Figure 15: The integration versus segmentation dilemma in natural
images. a. A single frame from the MPEG flower garden
sequence. The sequence was shot by a camera placed on a driving car,
and the image motion is related to distance from the camera. Thus the
tree, which is closest to the camera moves
fastest. b. The output of
state-of-the art local motion analyzer on this
scene [Bergen et al., 1992]. We show the horizontal estimated
velocity at a cross section of the image. Note that even
though all locations are textured and hence contain multiple
orientations, the estimated local flow is still quite noisy.
c. The output of a global smoothness algorithm on this
sequence. The tree is predicted to move much slower than it
really does because its motion is combined with that of the flowers.
The algorithm is integrating constraints that
should be segmented.
Figure 16: The output of motion segmentation algorithms
on the flower garden sequence.
b. A cross section through the horizontal flow field predicted
by the Wang and Adelson (1994) algorithm. Although the algorithm segments the
tree from the flowers, the motion of each layer is flat as if it were
made of cardboard.
c. A cross section through the horizontal flow field predicted
by the smoothness in layers algorithm. Note that the algorithm
more accurately captures the curved shape of the tree and the flower beds.
In section 1 we discussed the inherent ambiguity of local motion measurements. For the synthetic ideal images we discussed the ambiguity only occurs at locations containing a single orientation. Locations such as corners, where multiple orientations exist locally, are unambiguous. However, in the presence of noise, all local measurements are ambiguous --- even if the location contains multiple orientations the extraction of the correct constraints is limited by the noise in the image. Thus in a noisy world, the distinction between ``corners'' and ``lines'' is a slightly artificial dichotomy --- all locations have some ambiguity. Rather than ``ambiguous'' versus ``unambiguous'' locations, in a noisy world the degree of ambiguity of local measurements may take on a continuum of values.

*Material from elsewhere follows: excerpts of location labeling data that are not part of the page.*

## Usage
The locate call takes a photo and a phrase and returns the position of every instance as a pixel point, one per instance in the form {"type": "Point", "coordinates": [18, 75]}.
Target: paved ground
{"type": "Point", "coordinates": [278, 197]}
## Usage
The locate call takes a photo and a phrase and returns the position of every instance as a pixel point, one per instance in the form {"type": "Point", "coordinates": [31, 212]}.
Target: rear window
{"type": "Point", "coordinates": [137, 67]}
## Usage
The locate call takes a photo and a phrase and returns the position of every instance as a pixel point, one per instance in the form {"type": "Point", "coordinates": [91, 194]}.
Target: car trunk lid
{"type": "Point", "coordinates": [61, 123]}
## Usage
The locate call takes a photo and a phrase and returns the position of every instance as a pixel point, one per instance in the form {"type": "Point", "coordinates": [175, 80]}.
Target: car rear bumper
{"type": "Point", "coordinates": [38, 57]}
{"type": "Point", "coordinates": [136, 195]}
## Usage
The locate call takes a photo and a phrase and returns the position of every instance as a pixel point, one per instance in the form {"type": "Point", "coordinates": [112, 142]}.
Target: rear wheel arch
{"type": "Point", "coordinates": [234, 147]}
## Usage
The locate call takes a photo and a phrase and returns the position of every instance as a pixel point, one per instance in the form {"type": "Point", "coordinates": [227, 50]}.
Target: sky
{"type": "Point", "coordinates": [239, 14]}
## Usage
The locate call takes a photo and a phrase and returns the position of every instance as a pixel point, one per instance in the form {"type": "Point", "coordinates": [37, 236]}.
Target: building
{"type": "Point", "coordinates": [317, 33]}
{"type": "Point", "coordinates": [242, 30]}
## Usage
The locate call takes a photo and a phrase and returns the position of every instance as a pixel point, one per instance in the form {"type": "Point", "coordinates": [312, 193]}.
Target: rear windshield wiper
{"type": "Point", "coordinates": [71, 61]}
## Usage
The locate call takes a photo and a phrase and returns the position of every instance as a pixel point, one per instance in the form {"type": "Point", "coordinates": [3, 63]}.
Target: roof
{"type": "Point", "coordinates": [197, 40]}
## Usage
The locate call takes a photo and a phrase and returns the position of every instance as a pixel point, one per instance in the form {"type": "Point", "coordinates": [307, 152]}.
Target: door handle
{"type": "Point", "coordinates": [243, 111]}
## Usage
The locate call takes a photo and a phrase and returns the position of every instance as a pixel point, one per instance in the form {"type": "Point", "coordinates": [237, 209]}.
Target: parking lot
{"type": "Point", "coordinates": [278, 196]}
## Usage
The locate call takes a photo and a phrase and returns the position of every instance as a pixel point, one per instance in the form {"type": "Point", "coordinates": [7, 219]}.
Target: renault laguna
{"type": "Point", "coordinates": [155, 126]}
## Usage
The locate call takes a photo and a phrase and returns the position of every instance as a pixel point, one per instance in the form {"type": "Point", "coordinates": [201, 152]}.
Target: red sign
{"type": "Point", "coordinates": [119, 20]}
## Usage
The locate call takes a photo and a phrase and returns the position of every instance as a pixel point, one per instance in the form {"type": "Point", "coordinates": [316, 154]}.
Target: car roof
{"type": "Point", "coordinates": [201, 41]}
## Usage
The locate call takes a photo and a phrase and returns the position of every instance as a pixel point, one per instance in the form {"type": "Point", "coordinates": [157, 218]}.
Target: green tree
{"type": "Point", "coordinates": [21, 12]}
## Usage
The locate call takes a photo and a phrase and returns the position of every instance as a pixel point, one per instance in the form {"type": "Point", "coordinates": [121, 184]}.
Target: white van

Figure 15 shows an example of the ambiguity of local measurements in real world scenes. The sequence was shot by a camera placed on a driving car, and the image motion is related to distance from the camera. Thus the tree, which is closest to the camera moves fastest. Figure 15a shows the output of state-of-the art local motion analyzer on this scene [Bergen et al., 1992]. We show the horizontal estimated velocity at a cross section of the image. The pixels corresponding to the tree move fastest and the background pixels corresponding to the flower bed move with spatially varying slower speed. Note that even though all locations are textured and hence contain multiple orientations, the estimated local flow is still quite noisy. At the border of the tree and the flower garden the local analysis gives an intermediate velocity that is quite different from the true image motion, and along the flower bed the local estimate varies noisily from location to location in a way that does not reflect the true depth of the scene. Figure 15c shows the output of a global smoothness algorithm on this sequence. Again we show the only the horizontal estimated flow along a cross section. Now the estimate is highly smooth but quite wrong. Since the algorithm assumes a smoothly varying velocity field, the tree is predicted to move much slower than it really does. Its motion is influenced by the motion of the slowly moving flowers. This is precisely the integration versus segmentation dilemma --- deriving reliable estimates requires integrating information from multiple locations while segmenting information derived from different motions.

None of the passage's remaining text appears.